Если при упоминании Вассы Найка приободрилась, то второе сравнение заставило её совсем упасть духом.

– Не хочу упырём быть, как ты, – выпалила она раньше, чем успела подумать. – То есть… прости… Но…

И она, смутившись, совсем замолчала. А Бануш похлопал своими невозможно прекрасными глазами, да ну хохотать! Найка даже обиделась немного. Вообще-то он должен был обидеться, но когда у них было всё по-людски? С чудовищем-то.

– Я не вампир, – наконец отсмеялся Бануш. – Поменьше бери книги у Марты, она всякую ерунду читает. Вампиры, если они и есть, нежить. А я живой и тёплый, можешь потрогать.

Он тут же получил подзатыльник и едва не улетел в болото, но Найка поняла, что он прав.

– А кто тогда? На вампира просто очень похож, – словно оправдываясь, пояснила она.

– А это я скажу тебе не раньше, чем пойму, кто ты, – ответил Бануш. – Прости, но иначе нечестно. Я ужасно любопытный, чтоб ты знала.

Найка и без того была в курсе, поэтому только кивнула. Да, он первый начал ходить вокруг Катеньки, ещё до того как она впала в свою спячку. И ведь разгадал, кто она. И её тоже разгадает. Если она, конечно, чудовище. Во что сама Солунай пока категорически не верила.

– Давай начнём с простого, – тем временем продолжил Бануш, осторожно пробуя горячую сосиску, пахнущую болотным газом и подкоптившимся мясом. – Что тебе хочется больше всего. Может, гнездиться? Или собирать драгоценности? Пить кровь? Убивать людей?

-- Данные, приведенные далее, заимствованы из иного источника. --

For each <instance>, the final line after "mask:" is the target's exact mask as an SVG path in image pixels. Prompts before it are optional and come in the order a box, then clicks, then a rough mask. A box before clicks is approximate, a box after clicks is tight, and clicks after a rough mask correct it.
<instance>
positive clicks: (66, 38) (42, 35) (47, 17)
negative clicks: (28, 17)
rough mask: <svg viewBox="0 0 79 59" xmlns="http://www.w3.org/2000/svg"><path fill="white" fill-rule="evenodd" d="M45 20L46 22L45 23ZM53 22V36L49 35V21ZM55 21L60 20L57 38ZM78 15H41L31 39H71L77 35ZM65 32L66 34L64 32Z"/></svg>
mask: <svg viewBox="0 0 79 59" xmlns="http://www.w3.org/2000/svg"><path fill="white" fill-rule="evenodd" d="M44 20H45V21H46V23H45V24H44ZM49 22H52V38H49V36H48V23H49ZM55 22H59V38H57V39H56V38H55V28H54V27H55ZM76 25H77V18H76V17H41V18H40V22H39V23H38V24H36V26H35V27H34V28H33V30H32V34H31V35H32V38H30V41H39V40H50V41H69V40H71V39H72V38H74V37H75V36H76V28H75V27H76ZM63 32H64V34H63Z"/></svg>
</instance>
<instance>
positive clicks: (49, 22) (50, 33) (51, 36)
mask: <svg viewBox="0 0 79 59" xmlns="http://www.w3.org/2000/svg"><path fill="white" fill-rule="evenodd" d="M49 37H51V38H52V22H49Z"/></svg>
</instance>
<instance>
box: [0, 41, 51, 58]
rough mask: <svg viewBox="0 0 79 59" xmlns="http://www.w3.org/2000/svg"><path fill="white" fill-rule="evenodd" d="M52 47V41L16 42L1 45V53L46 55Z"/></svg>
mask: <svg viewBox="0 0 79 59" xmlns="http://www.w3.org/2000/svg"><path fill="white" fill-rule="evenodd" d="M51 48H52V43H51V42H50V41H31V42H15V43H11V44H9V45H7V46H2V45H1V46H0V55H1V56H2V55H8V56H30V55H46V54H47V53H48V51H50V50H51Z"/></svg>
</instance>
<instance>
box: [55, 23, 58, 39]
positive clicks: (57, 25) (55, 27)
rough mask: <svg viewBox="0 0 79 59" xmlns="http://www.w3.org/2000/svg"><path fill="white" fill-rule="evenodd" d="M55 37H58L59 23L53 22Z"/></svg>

На каждый вопрос Найка мотала головой, лишь на «пить кровь» ей вспомнилось, как в тумане, что-то из детства. Тёплая, вкусно пахнущая рука. Солёная густая жидкость. Слабенькую Солунай докармливал Александр Николаевич лично, и пусть её вовсе не тянуло к крови, вспоминать это было приятно.

– Хорошо, – не стал отчаиваться Бануш. – Хвост у тебя есть? Чешуя? Когти?

– В том-то и дело, что ничего нет! – начала злиться Найка.

– Давай проверим, – поддразнил её Бануш и дёрнул за штаны. Этого Найка стерпеть уже не могла, и они, к счастью, покатились кубарем в другую сторону от трясины. Разозлившаяся, грязная и страшно обиженная, Найка сама не поняла, как укусила Бануша. Её оправдывало лишь то, что он уже пару раз довольно ощутимо сам укусил её.

И, лишь поняв, что он почему-то не отвечает больше на удары и вообще лежит мешком, испугалась.

– Бануш! – Она затрясла его за плечи. Наконец он открыл глаза и даже разлепил губы.

– Ты меня отравила, – еле слышно прошептал он. – Тащи к Гансу, я не хочу тут помереть. Не реви, дура! И туеса не забудь!

Всё правильно, без ягод лучше не возвращаться.

Глотая слёзы, Найка накинула Банушу на голову капюшон, в руки, сложенные крестом, сунула оба туеса, а длинные рукава связала, чтобы ягоды не вывалились. И поволокла его за ноги обратно к приюту. Ганс должен был помочь.

Вообще-то старого немца звали иначе. Джисфрид. Но выговорить его имя без запинки могли только взрослые, а Александр Николаевич как-то назвал его одним из Гансов, вот дети и подхватили. За спиной его звали так, а в лицо «герр Шварц». Старику нравилось.

Айару, обожавшая придумывать и рассказывать страшные истории про приютский персонал, рассказывала, будто в войну Джисфрид Шварц был среди врачей, ставивших опыты над заключёнными концлагерей. Попал в плен, был отправлен с другими заключёнными куда-то на закрытый проект в Сибири. Бежал и вот осел в приюте. И давно бы уже умер, возраст его был уже к ста годам, не меньше, но крепко держался на месте силы в нутре заповедника и, пока он не покидал его, мог продолжать жить.